Dotarcie do tej rundy nie będzie dla Peguli satysfakcjonujące, biorąc pod uwagę jej bilans 0-6 w ćwierćfinale Wielkiego Szlema. Po jej ostatnim niepowodzeniu na tym etapie – porażce z ewentualną mistrzynią Marketą Vondrousovą na Wimbledonie, w której Pegula W ostatnim secie prawie prowadzili po podwójnym przełamaniu – zamieściła cytat na Instagramie:
„Te chwile, kiedy wstajesz wcześnie i ciężko pracujesz; te chwile, kiedy nie śpisz do późna i ciężko pracujesz; te chwile, kiedy nie masz ochoty na pracę, jesteś zbyt zmęczony, nie chcesz się forsować, a mimo to to robisz; to właściwie sen.
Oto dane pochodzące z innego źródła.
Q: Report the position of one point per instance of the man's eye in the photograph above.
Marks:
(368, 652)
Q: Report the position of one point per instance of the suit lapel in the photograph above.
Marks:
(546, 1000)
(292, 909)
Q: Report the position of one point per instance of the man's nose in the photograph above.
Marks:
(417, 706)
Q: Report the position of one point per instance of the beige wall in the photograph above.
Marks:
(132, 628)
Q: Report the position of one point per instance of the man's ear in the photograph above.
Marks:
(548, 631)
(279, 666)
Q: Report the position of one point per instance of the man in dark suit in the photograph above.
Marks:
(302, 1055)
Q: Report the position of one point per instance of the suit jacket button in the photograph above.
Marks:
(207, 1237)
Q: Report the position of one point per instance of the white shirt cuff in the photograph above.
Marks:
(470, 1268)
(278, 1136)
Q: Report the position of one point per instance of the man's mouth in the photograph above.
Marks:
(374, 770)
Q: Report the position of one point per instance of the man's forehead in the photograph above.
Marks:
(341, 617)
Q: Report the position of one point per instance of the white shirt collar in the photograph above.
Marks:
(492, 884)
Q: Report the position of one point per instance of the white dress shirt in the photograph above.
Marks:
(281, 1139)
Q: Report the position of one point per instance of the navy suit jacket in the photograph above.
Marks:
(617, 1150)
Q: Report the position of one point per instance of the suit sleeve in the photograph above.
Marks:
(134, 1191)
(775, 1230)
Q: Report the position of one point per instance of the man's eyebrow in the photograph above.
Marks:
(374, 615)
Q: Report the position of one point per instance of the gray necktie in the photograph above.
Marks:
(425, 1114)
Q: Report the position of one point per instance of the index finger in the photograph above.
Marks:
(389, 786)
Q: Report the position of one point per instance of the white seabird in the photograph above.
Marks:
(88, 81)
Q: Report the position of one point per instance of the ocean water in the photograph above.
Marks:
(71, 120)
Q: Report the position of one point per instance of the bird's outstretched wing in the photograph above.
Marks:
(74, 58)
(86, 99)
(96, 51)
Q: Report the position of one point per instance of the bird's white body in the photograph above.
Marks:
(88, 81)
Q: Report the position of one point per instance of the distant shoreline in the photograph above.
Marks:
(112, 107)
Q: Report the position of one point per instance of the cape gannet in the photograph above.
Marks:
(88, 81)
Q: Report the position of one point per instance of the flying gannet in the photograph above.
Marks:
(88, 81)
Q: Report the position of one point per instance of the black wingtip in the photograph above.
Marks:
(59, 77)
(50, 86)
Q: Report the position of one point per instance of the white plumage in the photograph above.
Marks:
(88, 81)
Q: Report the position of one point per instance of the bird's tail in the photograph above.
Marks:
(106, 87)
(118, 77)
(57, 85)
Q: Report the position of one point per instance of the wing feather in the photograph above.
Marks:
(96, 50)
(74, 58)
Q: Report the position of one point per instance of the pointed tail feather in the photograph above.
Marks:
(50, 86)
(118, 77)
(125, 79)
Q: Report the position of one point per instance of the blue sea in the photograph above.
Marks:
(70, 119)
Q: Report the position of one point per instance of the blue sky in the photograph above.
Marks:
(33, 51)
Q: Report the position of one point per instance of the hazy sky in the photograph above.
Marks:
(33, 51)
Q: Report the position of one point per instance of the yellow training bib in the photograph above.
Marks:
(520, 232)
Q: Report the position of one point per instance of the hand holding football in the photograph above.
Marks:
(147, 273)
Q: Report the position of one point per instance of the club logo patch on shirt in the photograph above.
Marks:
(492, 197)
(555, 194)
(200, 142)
To jest marzenie. To nie jest cel, to jest podróż.” Kobe Bryant
tenisista ze starej szkoły
Pegula dawała sobie radę na turniejach wymagających największego nacisku, ale w tym samym, okrutnym momencie przegrała. Nigdy jednak nie przystąpiła do US Open z większym impetem. Jej bieg po tytuł na 1000 poziomach w Montrealu – w pewnym sensie dopiero trzecie zwycięstwo turniejowe w jej karierze – był niezbędnym balsamem na ranę pozostawioną na Wimbledonie.
„W tamtym tygodniu nie przemyślałam tego zbytnio” – mówi o Montrealu. „Po prostu próbowałem zaangażować się w turniej i zobaczyć, co się stanie”.
Co się stało? Pokonała rozpaloną do czerwoności Coco Gauff w trzech setach. Następnie w trzech setach pokonała pierwszą na świecie i broniącą tytułu mistrzynię US Open Igę Świątek.
W finale Pegula zmierzyła się z Ludmiłą Samsonową, która z powodu niefortunnego harmonogramu zmuszona była dokończyć półfinał zaledwie kilka godzin wcześniej. Nie było żadnych wymówek, żeby nie dokończyć pracy. Pegula załatwił sprawę w absurdalnie szybkich 49 minutach, 6-1, 6-0.
„Myślę, że naprawdę podobała mi się rywalizacja w wielu trudnych meczach, zwłaszcza przeciwko Coco i Idze, które są obecnie prawdopodobnie w najlepszej formie” – mówi Pegula. „Przejście przez te mecze było trudne, ale to są tygodnie, w których czasami gram najlepiej. To, że mogę to znaleźć, dodaje mi dużej pewności siebie”.
To zaszczyt dołączyć dzisiaj do zespołu 🙏🏼 https://t.co/p9H82INfoz
— Jessie Pegula (@JPegula) 22 sierpnia 2023 r
Bryant był pięciokrotnym mistrzem NBA; Pegula, podobnie jak jej rodzinny Buffalo Bills i ich mafioso fani, byliby zachwyceni zdobyciem jednego wielkiego tytułu. Ale cokolwiek się stanie, mniej chodzi o cel, a bardziej o kroki i huśtawki, które trzeba pokonać po drodze.
„Podróż Kobego była dla niego prawdziwym marzeniem” – mówi Pegula. „Myślę, że to było naprawdę fajne i szczerze odzwierciedlało to, jak chcę mieć swoją karierę”.